Starting next week, the company will begin paying its 81 employees in New Zealand for five days, while allowing them to work four.
After the year is up, Unilever will identify the lessons from the experiment and see how it can apply to the rest of its 155,000 staffers.
“I’ve got colleagues all over the world who are saying ‘Please don’t stuff this thing up because we want to have a go at it some time in the future’,” said Nick Bangs, Unilever’s New Zealand managing director.
Bangs added that a four-day work week may not be plausible for manufacturing sites, but the company does not have manufacturing in New Zealand where the experiment is taking place.

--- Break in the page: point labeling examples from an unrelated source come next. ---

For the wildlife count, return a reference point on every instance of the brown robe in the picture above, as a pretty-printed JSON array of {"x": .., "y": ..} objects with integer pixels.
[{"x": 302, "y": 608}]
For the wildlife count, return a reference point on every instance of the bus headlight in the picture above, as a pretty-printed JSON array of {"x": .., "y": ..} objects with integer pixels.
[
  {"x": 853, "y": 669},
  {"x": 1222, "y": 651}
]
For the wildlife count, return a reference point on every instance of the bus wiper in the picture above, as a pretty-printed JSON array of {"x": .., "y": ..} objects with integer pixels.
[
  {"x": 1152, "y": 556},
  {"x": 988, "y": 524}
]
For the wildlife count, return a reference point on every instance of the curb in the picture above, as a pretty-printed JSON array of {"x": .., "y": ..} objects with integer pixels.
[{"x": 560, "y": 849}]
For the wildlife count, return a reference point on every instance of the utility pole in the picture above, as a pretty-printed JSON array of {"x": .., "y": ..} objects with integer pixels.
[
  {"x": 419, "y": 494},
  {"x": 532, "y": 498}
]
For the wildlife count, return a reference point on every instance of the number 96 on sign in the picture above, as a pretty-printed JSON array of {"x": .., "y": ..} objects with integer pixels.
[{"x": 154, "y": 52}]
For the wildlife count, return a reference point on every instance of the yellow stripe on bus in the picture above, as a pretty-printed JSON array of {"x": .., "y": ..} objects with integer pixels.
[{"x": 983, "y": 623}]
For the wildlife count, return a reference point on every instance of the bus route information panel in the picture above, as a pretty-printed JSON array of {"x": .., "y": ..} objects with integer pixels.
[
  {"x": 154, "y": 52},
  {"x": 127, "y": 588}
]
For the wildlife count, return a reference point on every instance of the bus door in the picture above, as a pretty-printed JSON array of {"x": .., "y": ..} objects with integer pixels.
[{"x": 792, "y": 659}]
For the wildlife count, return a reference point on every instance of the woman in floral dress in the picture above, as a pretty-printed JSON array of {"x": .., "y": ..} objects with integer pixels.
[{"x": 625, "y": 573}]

This is one of many experiments companies have undergone to improve retention rates, as well as the productivity and wellbeing of their employees. For instance, Microsoft noted that their productivity grew when it started offering four-day work weeks for its staff in Japan last August.
Bangs said he was inspired by Andrew Barnes, founder of New Zealand estate planning firm Perpetual Guardian. The company made waves in 2018 when it announced it would give its staff of 240 a day off at full pay for eight weeks, which led to a huge uptick in productivity.
Unilever CEO Alan Jope has offered “overwhelming support” and said that he anticipates the workplace to be hybrid in the future.